Paper No. 1
Presentation Time: 9:00 AM

DEPOSITIONAL ENVIRONMENTS OF LACUSTRINE CARBONATES OF THE SOUTH BASIN OF LAKE TURKANA, KENYA


HARGRAVE, Jennifer E., Physical Science, Southern Utah University, Cedar City, UT 84720, HICKS, Melissa, Onondaga Community College, Syracuse, NY 13215 and SCHOLZ, Christopher A., Earth Sciences, Syracuse University, Syracuse, NY 13244, jenniferhargrave@suu.edu

Lake Turkana, northern Kenya, serves as a long-lived end-member extensional basin that preserves a suite of carbonate facies assemblages, useful for comparison with ancient rift basins that host economic quantities of hydrocarbons.

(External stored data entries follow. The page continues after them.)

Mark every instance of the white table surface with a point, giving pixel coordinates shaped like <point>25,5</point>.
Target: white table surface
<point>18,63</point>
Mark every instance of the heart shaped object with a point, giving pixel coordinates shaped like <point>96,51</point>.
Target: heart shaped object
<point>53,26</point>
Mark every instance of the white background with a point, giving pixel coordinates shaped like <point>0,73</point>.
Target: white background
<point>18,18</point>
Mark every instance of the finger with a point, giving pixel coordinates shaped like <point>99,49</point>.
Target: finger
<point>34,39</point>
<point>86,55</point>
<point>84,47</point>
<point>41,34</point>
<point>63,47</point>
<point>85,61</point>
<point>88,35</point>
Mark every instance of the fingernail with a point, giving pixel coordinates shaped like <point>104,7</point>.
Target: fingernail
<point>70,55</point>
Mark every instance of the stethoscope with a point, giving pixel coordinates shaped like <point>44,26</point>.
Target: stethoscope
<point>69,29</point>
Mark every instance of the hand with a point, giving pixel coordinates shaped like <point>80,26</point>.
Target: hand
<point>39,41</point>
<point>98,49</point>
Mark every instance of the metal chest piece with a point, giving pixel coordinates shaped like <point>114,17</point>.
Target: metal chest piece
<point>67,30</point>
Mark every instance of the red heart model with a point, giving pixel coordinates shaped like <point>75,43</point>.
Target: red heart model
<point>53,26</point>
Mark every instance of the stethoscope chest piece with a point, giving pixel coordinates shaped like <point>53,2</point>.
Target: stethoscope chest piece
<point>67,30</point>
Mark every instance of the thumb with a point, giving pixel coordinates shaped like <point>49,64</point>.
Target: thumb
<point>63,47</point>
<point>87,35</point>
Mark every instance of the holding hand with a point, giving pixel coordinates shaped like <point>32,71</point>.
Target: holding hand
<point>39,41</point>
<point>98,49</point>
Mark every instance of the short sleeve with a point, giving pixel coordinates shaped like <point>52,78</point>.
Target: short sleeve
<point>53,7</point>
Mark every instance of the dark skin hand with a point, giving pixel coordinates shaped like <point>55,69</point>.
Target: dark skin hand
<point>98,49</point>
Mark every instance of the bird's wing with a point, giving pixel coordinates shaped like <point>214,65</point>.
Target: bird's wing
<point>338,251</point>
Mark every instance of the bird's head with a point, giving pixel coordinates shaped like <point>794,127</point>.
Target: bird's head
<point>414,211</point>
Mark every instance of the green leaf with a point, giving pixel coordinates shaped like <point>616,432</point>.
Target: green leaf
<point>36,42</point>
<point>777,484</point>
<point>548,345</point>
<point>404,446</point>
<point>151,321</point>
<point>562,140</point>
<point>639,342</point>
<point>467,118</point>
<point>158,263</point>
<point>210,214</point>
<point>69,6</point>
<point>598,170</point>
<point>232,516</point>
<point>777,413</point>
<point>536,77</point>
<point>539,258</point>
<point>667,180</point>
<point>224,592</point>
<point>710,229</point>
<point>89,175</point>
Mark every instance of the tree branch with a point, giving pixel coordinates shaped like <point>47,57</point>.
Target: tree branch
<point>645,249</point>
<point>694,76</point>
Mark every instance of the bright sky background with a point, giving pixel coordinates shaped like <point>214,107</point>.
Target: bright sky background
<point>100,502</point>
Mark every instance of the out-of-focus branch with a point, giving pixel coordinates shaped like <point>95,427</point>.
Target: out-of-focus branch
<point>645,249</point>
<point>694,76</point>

This study focuses on lacustrine carbonate strata of the Plio-Pleistocene Koobi Fora Formation that accumulated along the flexural margin of the southeastern border of Lake Turkana. A variety of carbonate lithologies are present, including microbialites such as laminar tufa, stromatolites, stromatolite mounds, and oncoids. Petrographic analysis of the numerous carbonate facies revealed allochems that include peloids, ostracods, microbial sheaths, gastropods, pelecypods, diatoms, and detrital grains that include quartz and volcanic glass, and volcanic lithic fragments. The microbial growth is highly dependent on the availability of substrate, which typically includes shell material or basalt pebbles and/or cobbles. The microbially-mediated carbonates form stromatolites when found in association with basalt cobbles and laminar tufa deposits when no substrate is available. Here we present a depositional framework of the carbonate facies of the volcanically-mediated, mixed siliciclastic and carbonate system of the South Basin of the lake. Fluvial processes helped to provide the necessary dissolved chemistry and substrate for the deposition of carbonate facies during lake highstands. Stromatolites formed where stream channels prograded into the lake and provided a cobble substrate for nucleation. Smaller oncoids formed nearshore where shell material served as nuclei. Thick, discrete, mounded stromatolites indicate the presence of spring seeps that may have significantly enhanced microbialite growth rates and lateral extent.